Ruth Hicks was recalled by the state and testified she closed her back door with a butcher knife. She identified the knife which was introduced in evidence and said it- was in her door when she went to bed. The knife was not in the back door after Martin left the house that night. ■

To constitute burglary it is essential to prove a breaking into and entering of the house in question. If a door or window be open and entry is made through it this is not a breaking. The state is not required to prove the entrance door or window was locked. If entry is made by opening a closed door this is sufficient to show a breaking. Adair v. State, 19 Ala. App. 174, 95 So. 827; Cox v. State, 33 Ala.App. 395, 34 So.2d 179.

The state proceeded on two theories; (1) that defendant entered the house by the bedroom window which he opened; or. (2) that he broke open the back door.

The State has the burden of proving the corpus delicti independently of the defendant’s confession before conviction can be upheld. Hill v. State, 207 Ala. 444, 93 So. 460; Singleton v. State, 33 Ala.App. 536, 35 So.2d 375; Pate v. State, 36 Ala. App. 688, 63 So.2d 223; Gamble v. State, 36 Ala.App. 581, 60 So.2d 696.

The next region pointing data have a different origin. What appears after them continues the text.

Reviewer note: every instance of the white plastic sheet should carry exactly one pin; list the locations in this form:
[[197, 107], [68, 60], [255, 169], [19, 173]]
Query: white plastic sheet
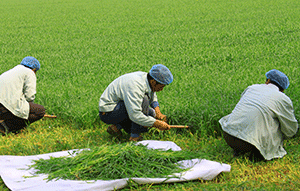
[[15, 174]]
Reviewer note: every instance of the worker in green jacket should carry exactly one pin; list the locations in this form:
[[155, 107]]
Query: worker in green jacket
[[17, 93], [130, 102]]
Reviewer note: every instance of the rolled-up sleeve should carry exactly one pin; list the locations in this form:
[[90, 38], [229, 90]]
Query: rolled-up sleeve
[[29, 89], [286, 117]]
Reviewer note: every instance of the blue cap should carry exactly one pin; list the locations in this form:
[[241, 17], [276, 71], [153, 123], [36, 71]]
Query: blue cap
[[31, 62], [280, 78], [161, 74]]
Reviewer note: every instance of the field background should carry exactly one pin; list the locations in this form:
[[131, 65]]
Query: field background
[[215, 49]]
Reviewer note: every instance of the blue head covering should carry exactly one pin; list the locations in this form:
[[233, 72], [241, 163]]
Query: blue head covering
[[31, 62], [280, 78], [161, 74]]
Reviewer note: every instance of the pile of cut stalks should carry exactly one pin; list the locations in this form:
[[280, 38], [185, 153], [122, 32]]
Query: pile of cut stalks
[[106, 162]]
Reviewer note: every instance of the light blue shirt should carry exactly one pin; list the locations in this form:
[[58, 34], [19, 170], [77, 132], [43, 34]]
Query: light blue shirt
[[17, 88], [264, 116], [130, 88]]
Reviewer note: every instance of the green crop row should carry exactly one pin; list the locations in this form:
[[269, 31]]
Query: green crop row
[[215, 49]]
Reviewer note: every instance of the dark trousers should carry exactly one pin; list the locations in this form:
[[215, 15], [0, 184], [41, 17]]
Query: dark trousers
[[120, 118], [15, 123], [241, 147]]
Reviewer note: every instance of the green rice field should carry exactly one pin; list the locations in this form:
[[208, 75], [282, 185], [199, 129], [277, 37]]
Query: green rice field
[[215, 49]]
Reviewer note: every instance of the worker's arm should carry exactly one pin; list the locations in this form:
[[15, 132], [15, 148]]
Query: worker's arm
[[159, 115], [287, 120], [29, 88], [161, 125]]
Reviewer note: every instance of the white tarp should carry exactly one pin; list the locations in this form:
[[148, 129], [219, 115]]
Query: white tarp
[[15, 174]]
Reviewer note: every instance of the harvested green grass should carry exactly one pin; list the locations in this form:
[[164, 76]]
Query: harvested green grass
[[215, 49], [125, 160]]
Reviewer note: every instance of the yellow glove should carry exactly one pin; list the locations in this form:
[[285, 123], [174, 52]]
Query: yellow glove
[[161, 125], [159, 115]]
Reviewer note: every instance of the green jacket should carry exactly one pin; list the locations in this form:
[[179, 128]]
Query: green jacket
[[17, 88], [130, 88]]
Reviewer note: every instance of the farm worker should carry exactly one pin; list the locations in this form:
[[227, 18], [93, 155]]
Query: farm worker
[[262, 119], [17, 93], [130, 102]]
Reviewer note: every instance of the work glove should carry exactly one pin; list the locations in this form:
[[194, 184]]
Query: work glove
[[161, 125], [159, 115]]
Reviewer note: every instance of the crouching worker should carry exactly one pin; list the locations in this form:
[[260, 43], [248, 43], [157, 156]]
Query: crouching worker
[[17, 93], [130, 102], [261, 120]]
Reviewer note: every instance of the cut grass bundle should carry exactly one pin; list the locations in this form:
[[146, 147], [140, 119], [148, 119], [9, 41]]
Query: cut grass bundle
[[114, 162]]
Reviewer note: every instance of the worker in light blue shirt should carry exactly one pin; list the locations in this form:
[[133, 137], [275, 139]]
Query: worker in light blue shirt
[[17, 93], [261, 120], [130, 102]]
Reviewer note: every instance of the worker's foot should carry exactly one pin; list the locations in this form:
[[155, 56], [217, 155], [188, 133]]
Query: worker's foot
[[139, 138], [3, 128], [113, 130]]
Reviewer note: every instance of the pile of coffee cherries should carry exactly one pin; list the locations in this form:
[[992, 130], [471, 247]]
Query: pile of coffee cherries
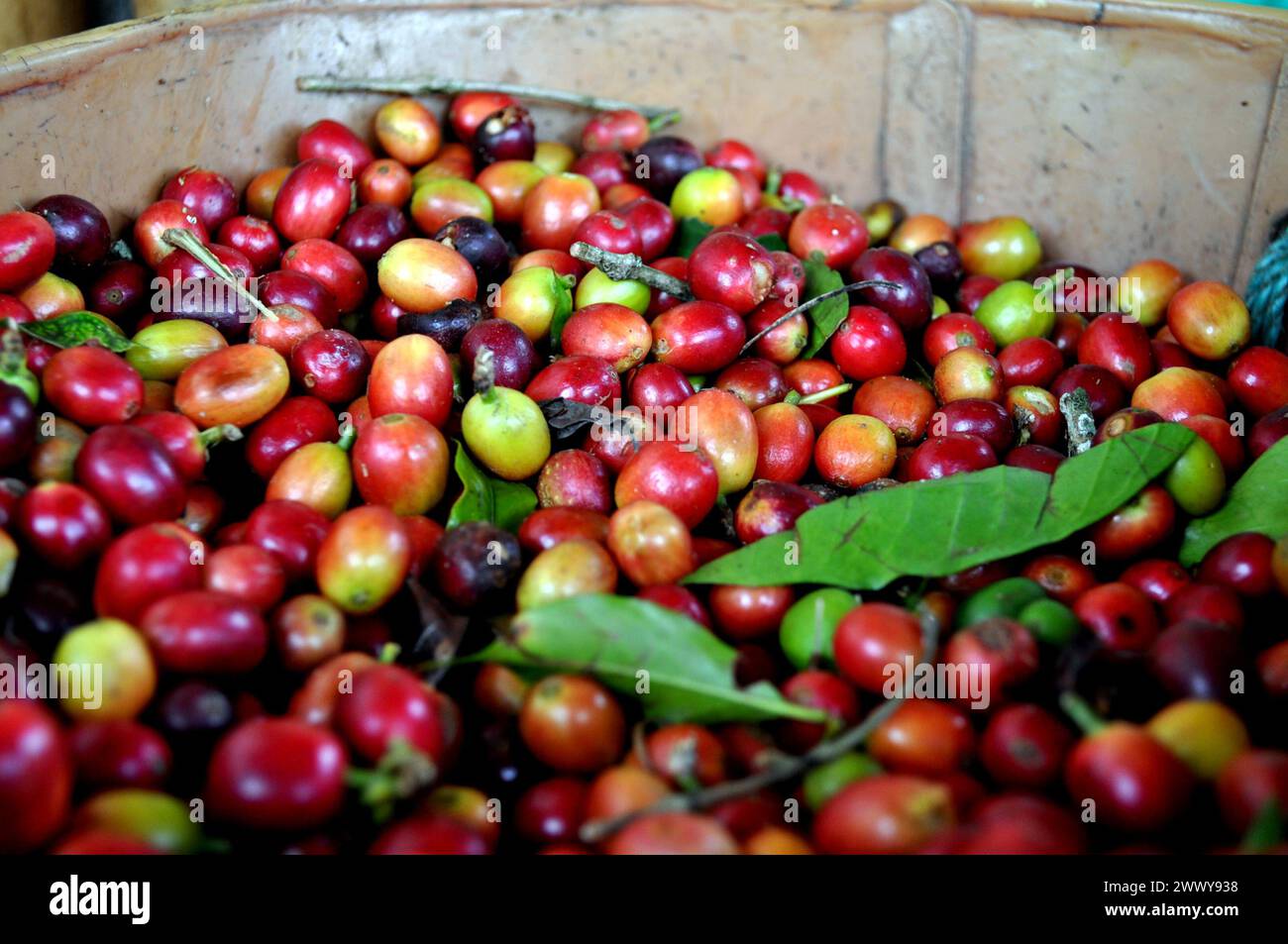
[[244, 520]]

We agree .with defense counsel’s argument that in the absence of the contradictory confession of the defendant the proof in this record, and the inferences to be drawn therefrom are not sufficient to make out a case of burglary. The state’s evidence does not affirmatively show a forcible entry. The state’s evidence shows that Ruth Hicks’ four children were in the bedroom and her husband left the house about the time some of the others went to bed. The evidence does not negative the fact that one of these persons opened a door or window through which the accused entered the house.

We are of opinion the court erred in-refusing the affirmative charge requested in writing by the defendant. - The judgment is reversed and the cause remanded-

Reversed and remanded.

JOHNSON, Judge

(dissenting).

I observe no question of law presented for review.

I am convinced that a careful study of the State’s evidence in this case indicates, that a jury question was presented as to-whether or not the appellant “with intent to ravish, in the nighttime, broke into and entered the inhabited dwelling house of Ruth Hicks.”

I, therefore, most respectfully dissent from the majority opinion.